“I don’t know what’s happening to me, but I think it’s better if we stay together.”
The second night of HMF and I’m revisiting a favorite from nights of Halloween past.
Guillermo del Toro’s debut feature has all of the themes he comes back to again and again. Del Toro himself said:
“To me, Cronos contains the essence of what I want to do … a sincere declaration of how I view the world.”
Both literally and figuratively, this is vintage del Toro.
His best work uses and subverts genre trappings and fantastical horror to showcase the beauty and monstrosity of humanity. The horror of the monsters in the del Toro canon always pale in comparison to what humans are willing to do to one another in a quest for power, money, or youth.
Del Toro said of Cronos, “I do what I’ve done in Devil’s Backbone, what I’ve done in Pan’s Labyrinth, etc. Which is, I take the central monster figure and I make it the saddest figure in the tale.”
This is a story of the inherent tragedy of vampire lore. One of the central themes in many vampire stories is the loss of humanity in the pursuit of immortality. The inability to accept the reality of death results in a half life. Vampires are immortal, they reject death, but only by becoming death. They live forever, but only in darkness, only by consuming life itself. #fucktwilight
These stories are often about the destructive potential of the human quest for immortality. Thus, Guillermo del Toro is the perfect storyteller for the genre, and it in turn is a perfect playground for his first feature.

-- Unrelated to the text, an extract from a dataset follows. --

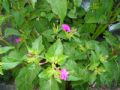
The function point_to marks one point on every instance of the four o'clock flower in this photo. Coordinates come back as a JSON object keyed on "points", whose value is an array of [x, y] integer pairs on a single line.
{"points": [[66, 27], [17, 40], [64, 74]]}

Cronos is arrestingly grotesque and beautiful, often at the same time. A monster story about what it means to be human. A horror film about love, family, redemption, mortality, and sacrifice. Or to put it more simply, Cronos is Guillermo del Toro at his best.
Will I Ever Watch It Again? Most definitely. As is easily seen above, Cronos is included amongst my very favorite Halloween Movie Fest films from the seven years I’ve done it.